Vielleicht zwei kurze Antworten/Reaktionen/Gedanken vorweg:

Ich finde es immer schade, wenn sich User hier herablassend zu diversen Problemen anderer äußern. Hat es hier mitunter auch wieder gegeben (@Dudo) - frei interpretiert nach dem Motto "warum heulst du hier rum" oder "ich habe seinen anderen Thread gelesen und da war bei mir Ende" etc.
Wenn ich es richtig verstehe, dann dient diese Seite dazu, Menschen in Not Unterstützung zu geben bzw. mit Rat und Erfahrung zur Seite zu stehen.
Die Not des Einzelnen ist ggf. nicht immer direkt nachvollziehbar - manche Themen wiederholen sich - auch, weil einige ihre Situation durch Schreiben verarbeiten.
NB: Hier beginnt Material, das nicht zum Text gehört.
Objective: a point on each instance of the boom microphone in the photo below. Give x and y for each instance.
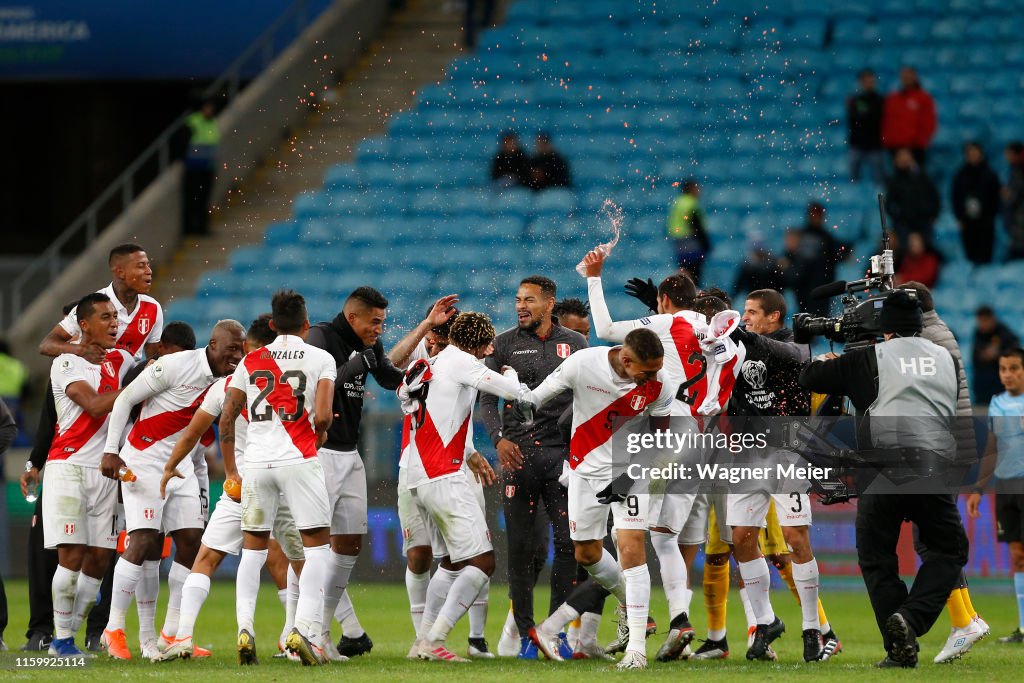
(829, 290)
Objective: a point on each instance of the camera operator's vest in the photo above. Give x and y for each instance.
(916, 401)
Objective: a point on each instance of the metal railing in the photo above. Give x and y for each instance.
(156, 159)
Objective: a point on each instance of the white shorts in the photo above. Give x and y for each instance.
(589, 519)
(346, 489)
(223, 534)
(694, 531)
(458, 528)
(79, 507)
(751, 509)
(670, 511)
(299, 485)
(145, 509)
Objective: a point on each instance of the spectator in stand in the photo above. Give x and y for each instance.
(510, 166)
(548, 168)
(976, 204)
(920, 262)
(863, 112)
(812, 254)
(1013, 199)
(760, 270)
(911, 200)
(908, 120)
(687, 228)
(991, 338)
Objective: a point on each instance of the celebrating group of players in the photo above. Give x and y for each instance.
(136, 403)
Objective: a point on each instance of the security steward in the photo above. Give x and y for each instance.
(914, 380)
(531, 456)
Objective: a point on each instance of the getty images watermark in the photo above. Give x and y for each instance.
(899, 455)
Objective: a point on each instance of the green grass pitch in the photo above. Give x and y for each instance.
(384, 612)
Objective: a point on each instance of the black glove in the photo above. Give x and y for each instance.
(522, 411)
(644, 291)
(616, 491)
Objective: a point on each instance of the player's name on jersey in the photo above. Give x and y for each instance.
(732, 474)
Und wo würde es sich besser machen, als in diesem Forum?
Es nimmt den Menschen den Mut und die Motivation hier überhaupt noch zu posten, wenn ihre Probleme und Sorgen kleingeredet, belächelt oder mit einem virtuellen Augenrollen kommentiert werden. Wünschen würde ich mir einen sachlichen und konstruktiven Austausch (und wen gewisse Themen nerven, der hält sich einfach zurück und widmet sich einem anderen Thema).

Ja, ich habe einen weiteren Thread offen - dort geht es um mein persönliches Problem der letzten Monate. In dieser Phase habe ich sehr viel über mich selbst gelernt und nachgedacht. Über meine Trigger, meine Wunden, die ich offenbar noch immer mit mir herumschleppe...und über das ständige Grübeln, das mir den Schlaf und die Energie geraubt hat. Auch mit meiner Lebenserfahrung habe ich offensichtlich noch immer Baustellen, an denen ich intensiv arbeiten muss. Ansonsten rutsche ich auch zukünftig immer wieder in diese Phasen emotionaler Instabilität und der Depression.
Das Thema "Overthinking" (wie es heute so schön genannt wird) war dabei für mich ein ganz besonderes. Ich habe viel darüber gelesen und festgestellt, dass es da draußen unglaublich viele Menschen mit dem exakt gleichen "Problem" bzw. identischen Verhaltensmustern gibt.
Daher dieser neue Thread, um sich über die unterschiedlichen Ausprägungen auszutauschen und ggf. sogar Vorschläge von Usern zu erhalten, die aus dieser Spirale herausgekommen sind. Dabei geht es nicht einmal um mich selbst sondern um das Thema generell.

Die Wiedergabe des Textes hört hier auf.